The person having the greatest number of votes as Vice-President, shall be the Vice-President, if such number be a majority of the whole number of Electors appointed, and if no person have a majority, then from the two highest numbers on the list, the Senate shall choose the Vice-President; a quorum for the purpose shall consist of two-thirds of the whole number of Senators, and a majority of the whole number shall be necessary to a choice. But no person constitutionally ineligible to the office of President shall be eligible to that of Vice-President of the United States.

This meant that the House of Representatives would select the President from the top three candidates; Jackson, Adams, and Crawford, with each state delegation getting one vote, while the Senate would select the Vice President. Calhoun had easily won the Electoral Vote for Vice President, so that was settled.

Clay, in fourth place, was out of the running for President, but he had considerable influence in the House and would inevitably play an important role in the selection of the next President. He eventually threw his support to Adams and in the end Adams won thirteen states, Jackson nine, and Crawford four. Andrew Jackson was not very happy with the results. He had gotten the most votes, both popular and electoral, and it seemed to him, quite reasonably, that he should have been selected. His suspicions that there had been some sort of deal between Adams and Clay seemed to be confirmed when Adams named Clay as his Secretary of State, and he loudly denounced the “corrupt bargain”.  Adams was aware that his election, being so irregular, lacked a certain legitimacy, and he regretted that they could not simply hold the election over again.

Was there a corrupt bargain? It seems incredible that there wasn’t some sort of negotiations between Clay and Adams. Yet, Clay had made no secret that he vastly preferred Adams to Jackson, who he viewed with disdain. Clay was also a natural choice for Secretary of State and perhaps any President would have been happy to name him for any cabinet position. It didn’t matter, though. The deal was seen as corrupt, especially by Jackson’s supporters.

John Quincy Adams turned out to be a decent man and President.
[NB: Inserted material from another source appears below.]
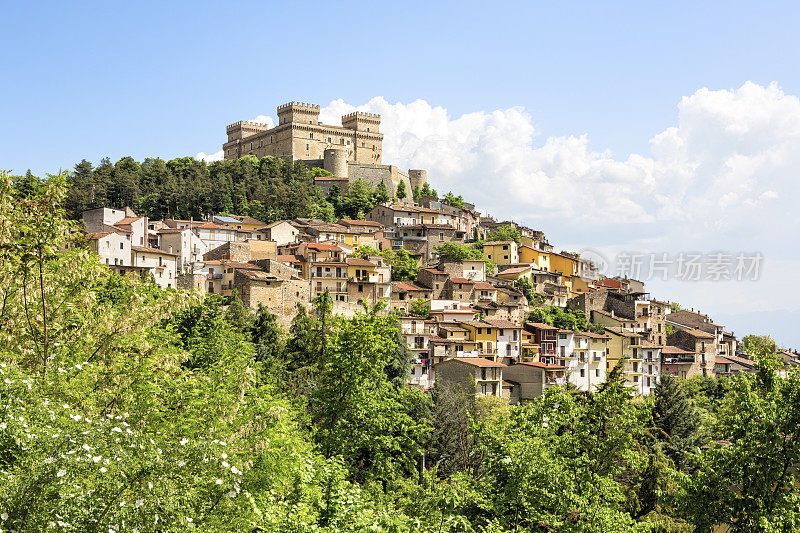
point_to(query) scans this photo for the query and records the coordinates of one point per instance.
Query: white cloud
(208, 158)
(723, 177)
He wasn’t able to get much done, largely because of the way in which he became President, but also because he was not a natural politician and, like his father, disdained to play the usual political party games. He was easily defeated by Andrew Jackson in 1828 and later went on to have a distinguished career in Congress. Andrew Jackson was one of the most noteworthy Presidents in American history, and served from 1829-1837. Henry Clay ran for President again in 1836 and Jackson won by a landslide. He continued to oppose Jackson and founded the Whig Party.